Sometimes you need to go back to basics. I found that I was getting confused about the factorisation of general expressions like $x^n+y^n$. 

SUM OF ODD AND EVEN POWERS

It turns out that if $n$ is odd, then factorisation is possible according to the rule:

$$a^{2n+1}+b^{2n+1}=(a+b)(a^{2n}-a^{2n-1}b+a^{2n-2}b^2- \dots - ab^{2n_1}+b^{2n} \text{ where }n \geq 1$$ As an example, consider $x^7+b^7$ where $${x^7+b^7=\left(x^{6} - x^{5} y + x^{4} y^{2} - x^{3} y^{3} + x^{2} y^{4} - x y^{5} + y^{6}\right)} {\left(x + y\right)}$$ I've seen it stated that $x^n+y^n$ cannot be factored if $n$ is even with $x^2+y^2$ and $x^4+y^4$ cited as examples. See Figure 1.

Figure 1: source

This is certainly true for $n=2$ and $n=4$ and in fact in any power of 2 (8, 16, 32 etc.) but otherwise any composite number will contain an odd factor e.g. 6 = 2 x 3 and thus we can write $x^6+y^6$ as $(x^2)^3+(y^2)^3$ and it is a sum of odd powers! In fact, it is a sum of two cubes:

$$x^6+y^6={\left(x^{4} - x^{2} y^{2} + y^{4}\right)} {\left(x^{2} + y^{2}\right)}$$ Now it might be thought that this is a special case, since any $n$ that is a power of three can be written as a sum of two cubes.

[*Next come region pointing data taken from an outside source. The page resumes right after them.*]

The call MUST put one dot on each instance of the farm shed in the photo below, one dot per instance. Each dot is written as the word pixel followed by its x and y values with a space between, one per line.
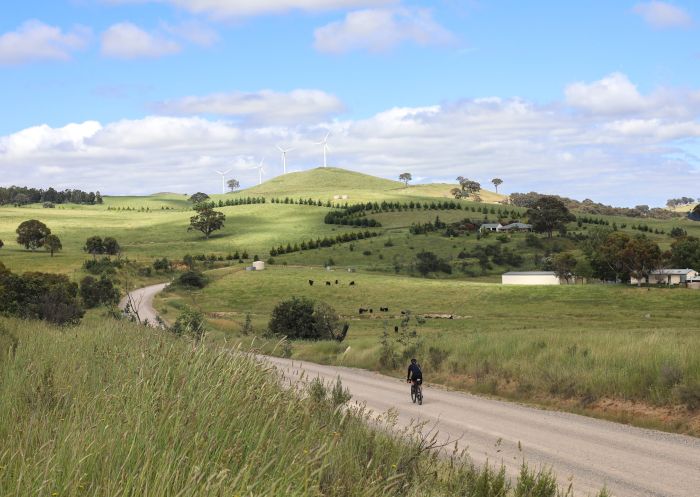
pixel 669 277
pixel 530 278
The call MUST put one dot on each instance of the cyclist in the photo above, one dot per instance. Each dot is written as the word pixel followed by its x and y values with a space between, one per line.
pixel 414 375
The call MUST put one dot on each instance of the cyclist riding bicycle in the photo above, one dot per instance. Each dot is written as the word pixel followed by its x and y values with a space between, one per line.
pixel 414 375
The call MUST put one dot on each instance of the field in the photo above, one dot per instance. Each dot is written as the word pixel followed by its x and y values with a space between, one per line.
pixel 108 408
pixel 581 347
pixel 607 350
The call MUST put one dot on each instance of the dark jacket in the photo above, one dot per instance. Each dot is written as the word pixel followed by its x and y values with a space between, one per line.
pixel 414 372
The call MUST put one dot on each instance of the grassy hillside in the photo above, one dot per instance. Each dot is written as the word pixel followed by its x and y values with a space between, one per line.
pixel 579 345
pixel 110 409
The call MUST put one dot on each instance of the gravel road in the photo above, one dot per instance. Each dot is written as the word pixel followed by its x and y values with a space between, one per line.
pixel 631 462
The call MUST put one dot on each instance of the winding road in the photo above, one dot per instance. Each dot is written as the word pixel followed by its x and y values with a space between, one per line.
pixel 590 453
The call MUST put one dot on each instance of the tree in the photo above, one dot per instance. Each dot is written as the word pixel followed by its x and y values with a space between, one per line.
pixel 468 187
pixel 52 244
pixel 564 264
pixel 32 234
pixel 207 221
pixel 549 214
pixel 111 246
pixel 496 182
pixel 94 245
pixel 685 253
pixel 640 257
pixel 233 184
pixel 294 318
pixel 198 198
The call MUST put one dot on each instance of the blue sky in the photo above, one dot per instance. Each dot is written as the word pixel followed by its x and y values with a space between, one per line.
pixel 587 99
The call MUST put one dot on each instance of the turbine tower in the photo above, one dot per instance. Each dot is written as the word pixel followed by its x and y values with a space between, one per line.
pixel 324 142
pixel 260 169
pixel 284 157
pixel 223 179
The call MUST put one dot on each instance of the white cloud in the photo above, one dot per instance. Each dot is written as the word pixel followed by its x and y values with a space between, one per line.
pixel 238 8
pixel 127 41
pixel 380 30
pixel 263 106
pixel 662 15
pixel 548 148
pixel 615 95
pixel 35 40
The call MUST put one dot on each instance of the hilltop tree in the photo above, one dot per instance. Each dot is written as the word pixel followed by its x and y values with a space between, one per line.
pixel 198 198
pixel 496 182
pixel 52 244
pixel 207 221
pixel 466 188
pixel 405 177
pixel 94 245
pixel 233 184
pixel 549 214
pixel 32 234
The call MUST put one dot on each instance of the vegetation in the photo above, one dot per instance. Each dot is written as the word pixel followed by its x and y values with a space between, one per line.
pixel 177 430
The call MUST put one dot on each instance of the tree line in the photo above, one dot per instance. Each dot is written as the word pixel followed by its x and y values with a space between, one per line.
pixel 22 195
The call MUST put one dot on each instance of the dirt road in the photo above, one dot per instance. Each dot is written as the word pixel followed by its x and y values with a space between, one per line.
pixel 631 462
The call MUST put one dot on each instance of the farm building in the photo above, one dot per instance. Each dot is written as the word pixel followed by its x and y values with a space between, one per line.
pixel 530 278
pixel 669 277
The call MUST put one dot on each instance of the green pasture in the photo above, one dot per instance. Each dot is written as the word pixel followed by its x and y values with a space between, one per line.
pixel 583 341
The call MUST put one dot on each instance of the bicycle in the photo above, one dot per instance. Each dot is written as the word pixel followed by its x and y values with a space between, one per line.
pixel 417 392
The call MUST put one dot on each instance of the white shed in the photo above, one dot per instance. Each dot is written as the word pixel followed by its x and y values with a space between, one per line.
pixel 530 278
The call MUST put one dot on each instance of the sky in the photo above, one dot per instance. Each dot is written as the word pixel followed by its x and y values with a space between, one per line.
pixel 595 99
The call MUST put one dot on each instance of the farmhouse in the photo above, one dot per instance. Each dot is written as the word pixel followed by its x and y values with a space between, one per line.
pixel 530 278
pixel 669 277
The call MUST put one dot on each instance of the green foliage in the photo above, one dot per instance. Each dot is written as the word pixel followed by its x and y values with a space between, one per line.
pixel 207 221
pixel 94 292
pixel 190 323
pixel 192 279
pixel 52 244
pixel 32 234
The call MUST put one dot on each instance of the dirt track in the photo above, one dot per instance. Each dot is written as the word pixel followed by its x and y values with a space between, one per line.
pixel 631 462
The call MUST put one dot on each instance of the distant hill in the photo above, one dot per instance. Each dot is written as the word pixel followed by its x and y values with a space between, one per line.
pixel 324 183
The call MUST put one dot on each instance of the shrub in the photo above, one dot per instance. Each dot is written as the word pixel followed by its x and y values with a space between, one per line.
pixel 189 323
pixel 192 279
pixel 95 292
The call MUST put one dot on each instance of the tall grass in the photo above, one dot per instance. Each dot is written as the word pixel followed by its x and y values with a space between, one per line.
pixel 112 410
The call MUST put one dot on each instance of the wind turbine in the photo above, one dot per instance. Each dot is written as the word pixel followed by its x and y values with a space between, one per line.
pixel 324 142
pixel 223 179
pixel 260 169
pixel 284 156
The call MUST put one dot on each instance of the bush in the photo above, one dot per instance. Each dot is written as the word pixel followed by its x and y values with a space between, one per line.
pixel 192 279
pixel 300 318
pixel 95 292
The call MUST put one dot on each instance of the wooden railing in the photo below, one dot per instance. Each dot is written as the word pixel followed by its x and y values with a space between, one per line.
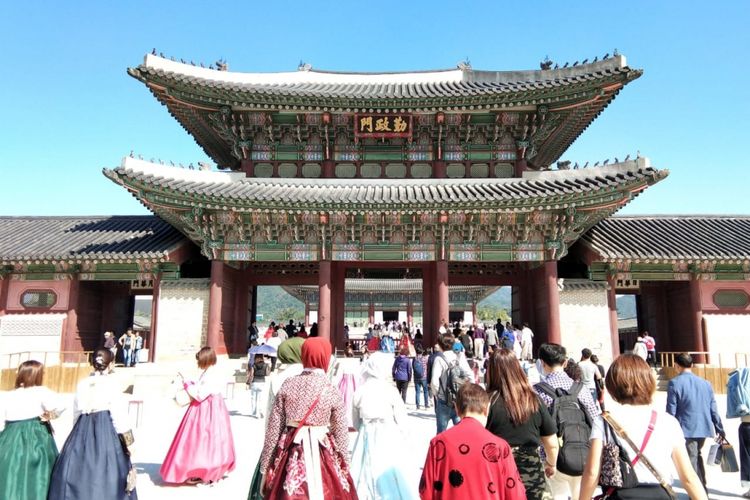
pixel 62 370
pixel 712 366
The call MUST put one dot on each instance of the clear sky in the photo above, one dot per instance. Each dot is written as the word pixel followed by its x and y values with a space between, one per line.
pixel 69 108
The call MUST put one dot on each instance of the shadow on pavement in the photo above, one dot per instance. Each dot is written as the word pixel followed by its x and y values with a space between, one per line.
pixel 152 470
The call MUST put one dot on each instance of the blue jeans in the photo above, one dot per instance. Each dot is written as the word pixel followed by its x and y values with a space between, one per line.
pixel 444 413
pixel 421 386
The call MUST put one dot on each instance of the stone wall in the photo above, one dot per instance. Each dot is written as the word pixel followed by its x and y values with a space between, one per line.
pixel 728 335
pixel 35 333
pixel 182 318
pixel 584 319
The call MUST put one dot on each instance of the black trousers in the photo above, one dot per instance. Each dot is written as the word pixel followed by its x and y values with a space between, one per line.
pixel 694 447
pixel 745 451
pixel 402 385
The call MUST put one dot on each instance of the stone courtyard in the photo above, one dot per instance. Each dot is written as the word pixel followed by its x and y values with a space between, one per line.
pixel 160 418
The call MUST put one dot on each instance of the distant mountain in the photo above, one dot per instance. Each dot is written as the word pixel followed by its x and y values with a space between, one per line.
pixel 275 304
pixel 500 299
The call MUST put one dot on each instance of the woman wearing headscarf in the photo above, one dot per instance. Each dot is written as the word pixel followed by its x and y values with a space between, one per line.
pixel 95 460
pixel 379 414
pixel 305 449
pixel 27 449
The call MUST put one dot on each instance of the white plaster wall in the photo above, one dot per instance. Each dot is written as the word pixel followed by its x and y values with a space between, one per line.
pixel 584 321
pixel 182 318
pixel 35 333
pixel 728 334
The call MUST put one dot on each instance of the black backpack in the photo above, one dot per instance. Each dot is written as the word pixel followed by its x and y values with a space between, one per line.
pixel 418 369
pixel 573 427
pixel 451 380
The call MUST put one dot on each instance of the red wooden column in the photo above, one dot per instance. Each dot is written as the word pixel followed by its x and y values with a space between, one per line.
pixel 614 334
pixel 71 321
pixel 441 282
pixel 214 335
pixel 696 319
pixel 439 169
pixel 338 304
pixel 553 302
pixel 371 312
pixel 324 299
pixel 4 284
pixel 429 322
pixel 154 317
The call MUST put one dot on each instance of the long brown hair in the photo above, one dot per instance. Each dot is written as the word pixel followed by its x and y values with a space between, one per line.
pixel 30 374
pixel 506 378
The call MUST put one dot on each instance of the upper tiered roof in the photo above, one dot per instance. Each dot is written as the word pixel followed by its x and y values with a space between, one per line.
pixel 225 111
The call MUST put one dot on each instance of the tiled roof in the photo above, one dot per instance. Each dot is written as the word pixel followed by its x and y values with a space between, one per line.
pixel 215 107
pixel 664 238
pixel 220 189
pixel 410 85
pixel 86 238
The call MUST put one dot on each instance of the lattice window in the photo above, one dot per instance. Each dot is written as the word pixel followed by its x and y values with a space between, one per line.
pixel 38 299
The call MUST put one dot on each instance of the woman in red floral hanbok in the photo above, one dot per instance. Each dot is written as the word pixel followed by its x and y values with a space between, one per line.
pixel 305 449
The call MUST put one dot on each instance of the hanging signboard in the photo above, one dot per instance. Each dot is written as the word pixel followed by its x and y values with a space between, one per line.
pixel 379 125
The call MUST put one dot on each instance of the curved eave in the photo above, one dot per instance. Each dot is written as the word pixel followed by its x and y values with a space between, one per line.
pixel 671 239
pixel 604 188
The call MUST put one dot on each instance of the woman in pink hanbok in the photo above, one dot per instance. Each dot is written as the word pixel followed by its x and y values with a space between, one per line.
pixel 203 448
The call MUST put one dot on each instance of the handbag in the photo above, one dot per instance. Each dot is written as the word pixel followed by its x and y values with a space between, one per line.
pixel 272 472
pixel 728 457
pixel 130 480
pixel 616 468
pixel 714 454
pixel 645 491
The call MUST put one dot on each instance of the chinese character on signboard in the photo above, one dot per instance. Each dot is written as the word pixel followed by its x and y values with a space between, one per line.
pixel 382 125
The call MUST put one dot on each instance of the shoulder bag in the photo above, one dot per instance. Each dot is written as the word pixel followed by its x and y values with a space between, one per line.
pixel 271 473
pixel 663 490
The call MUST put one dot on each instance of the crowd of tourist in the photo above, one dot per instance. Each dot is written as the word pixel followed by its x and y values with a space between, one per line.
pixel 521 427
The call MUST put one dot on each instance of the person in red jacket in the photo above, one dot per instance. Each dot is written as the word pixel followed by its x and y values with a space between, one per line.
pixel 467 460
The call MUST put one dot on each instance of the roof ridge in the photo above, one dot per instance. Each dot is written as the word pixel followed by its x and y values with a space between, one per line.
pixel 71 217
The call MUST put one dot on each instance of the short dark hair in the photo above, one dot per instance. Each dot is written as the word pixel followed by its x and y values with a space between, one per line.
pixel 446 341
pixel 684 359
pixel 206 357
pixel 629 380
pixel 101 359
pixel 471 398
pixel 30 374
pixel 552 354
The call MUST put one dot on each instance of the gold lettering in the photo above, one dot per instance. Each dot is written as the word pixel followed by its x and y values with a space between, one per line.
pixel 365 124
pixel 399 124
pixel 382 125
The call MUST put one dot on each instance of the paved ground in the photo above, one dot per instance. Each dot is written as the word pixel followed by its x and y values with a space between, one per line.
pixel 161 417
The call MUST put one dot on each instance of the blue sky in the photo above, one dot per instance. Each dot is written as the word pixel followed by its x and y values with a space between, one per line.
pixel 69 109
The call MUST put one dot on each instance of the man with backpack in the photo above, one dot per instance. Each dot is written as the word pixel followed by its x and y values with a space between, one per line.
pixel 574 411
pixel 447 375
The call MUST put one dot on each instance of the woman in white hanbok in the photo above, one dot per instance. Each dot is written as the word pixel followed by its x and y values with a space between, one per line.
pixel 380 455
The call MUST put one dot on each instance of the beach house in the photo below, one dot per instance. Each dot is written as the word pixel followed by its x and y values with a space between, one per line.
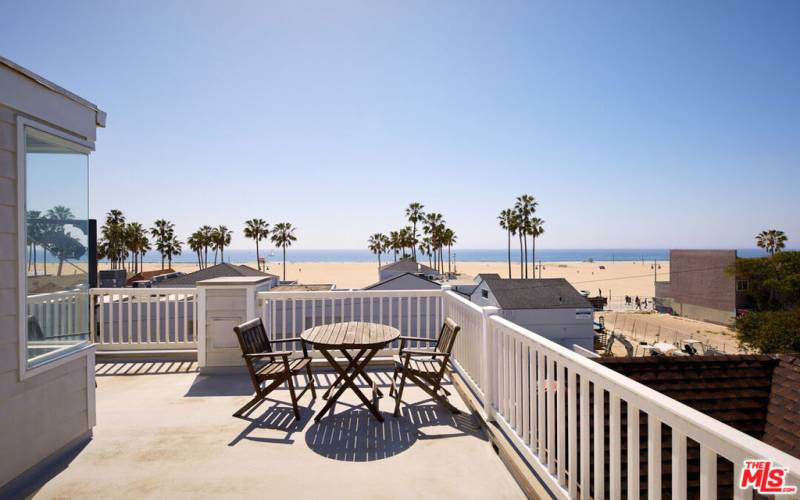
pixel 405 281
pixel 47 378
pixel 551 307
pixel 407 266
pixel 534 418
pixel 700 286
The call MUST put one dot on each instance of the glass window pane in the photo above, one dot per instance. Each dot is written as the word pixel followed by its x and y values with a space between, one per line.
pixel 57 229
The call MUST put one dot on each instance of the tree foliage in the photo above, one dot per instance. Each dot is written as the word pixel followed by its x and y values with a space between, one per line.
pixel 773 287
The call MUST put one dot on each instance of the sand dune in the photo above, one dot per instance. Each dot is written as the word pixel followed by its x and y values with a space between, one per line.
pixel 616 280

So let's consider $x^{10}+y^{10}$. We jump over $x^8+y^8$ because we know that it can't be factored.  $$\ \begin{align} ( x^{10}+y^{10}&=(x^2)^5+(y^2)^5\\ &= {\left(x^{8} - x^{6} y^{2} + x^{4} y^{4} - x^{2} y^{6} + y^{8}\right)} {\left(x^{2} + y^{2}\right)} \end{align}$$ In general, whatever $m$ divides the even index to produce an odd number, then $x^m+y^m$ will appear as a factor (this $m$ must be a multiple of 2). For example, in the case of $x^{48}+y^{48}$, $x^{16}+y^{16}$ must be a factor. $$\begin{align} x^{48}+y^{48} &= (x^{16})^3+(y^{16})^3\\&={\left(x^{32} - x^{16} y^{16} + y^{32}\right)} {\left(x^{16} + y^{16}\right)} \end{align}$$ DIFFERENCE OF ODD AND EVEN POWERS

In the case of $x^n-y^n$, the factorisation is:

$$x^n-y^n=(x-y)(x^{n-1}+x^{n-2}y+ \dots + xy^{n-2} + y^{n-1} \text{ for }n\geq 1$$ If $n$ is odd, then $x-y$ is a factor and if $n$ is even, then $x-y$ and $x+y$ are factors. $$\begin{align} x^7-y^7&={\left(x^{6} + x^{5} y + x^{4} y^{2} + x^{3} y^{3} + x^{2} y^{4} + x y^{5} + y^{6}\right)} {\left(x - y\right)}\\x^8-y^8&={\left(x^{4} + y^{4}\right)} {\left(x^{2} + y^{2}\right)} {\left(x + y\right)} {\left(x - y\right)} \end{align}$$ IN CONCLUSION

• $x^n- y^n$ can always be factored
• $x^n+y^n$ can be factored provided $n$ is not a power of 2.